5.     In your discussion, you mentioned the effect of methylation metabolism and whether it was possible to measure methylation in both patients?

6.     In the manuscript, the authors used many long sentences, which were obscure. The language should be improved.

Reviewer 3 is right: we checked the database and have changed the number of mutations to more than 1000.

Details of the switch of the drug are now presented.

This point is well taken. Sister 1 responded well until she developed the nephrotic syndrome. We now shortly commend that high doses of DPA may worsen symptoms in WD. But we do not think that did happen in the present case.

One of us was coauthor when the UWDRS was introduced. In clinical practice, UWDRS is time consuming, and factor analysis of the UWDRS shows that some items our not independent on each other or are redundant, in contrast to our score. Our score can be completed within a minute after a neurological examination. In clinical practice, we exclusively use our score.

We do not measure methylation in our WD-patients.

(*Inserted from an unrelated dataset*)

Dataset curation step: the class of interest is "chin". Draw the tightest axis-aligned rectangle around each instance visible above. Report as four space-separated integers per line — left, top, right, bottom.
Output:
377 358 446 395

We tried to improve language and improve readability.   

In this work, the authors investigated the potential genotype/phenotype correlation in genetically identical WD-twins showing phenotypic discordance and different response behaviour to WD-specific therapy.

The topic and the results are interesting; however, my major concern regards the structure of the paper: is this a cases report or a review? It seems to me a case report and, although the authors can leave the literature revision, they should follow the structure of a case report, if appropriate. 

Minor points:

1. Abstract section: the authors should report the extension of DPA

2.  In the legend of Table 1, the authors should report the extension of OCT

3. Table 2 should be better designed and structured in the same way in all studies reported

4. Check for English errors or general typos: i.e geno/phenotyp in the conclusions section.

We now make the structure of the case report more clearly by addition of a further table and shifting of the old Table 2 to the discussion.

Extension of DPA is presented.

Extension of OCT is presented in the text and table.

Old Table 2 has become Table 3 now, is shifted to the discussion and has been reduced to 50% of its previous size.

Several typos and errors have been corrected.

The article looks very good. But the evidence of monozygosity of twins is still lacking. This is a very simple analysis - it is enough to genotype both sisters with any identity identification kit, for example AmpFlSTR Identifiler and show that the markers profiles are the same. It is incorrect to draw a conclusion about the monozygosity of twins only on the basis of identical mutations of one gene.

The mutations were performed in an external institute. The report of this institute explicitly mentions the monozygosity of the twins. We had no reason not to rely on this report.

If a scan of this report should be added as additional material we have to ask whether we are allowed to do this. This may take some days.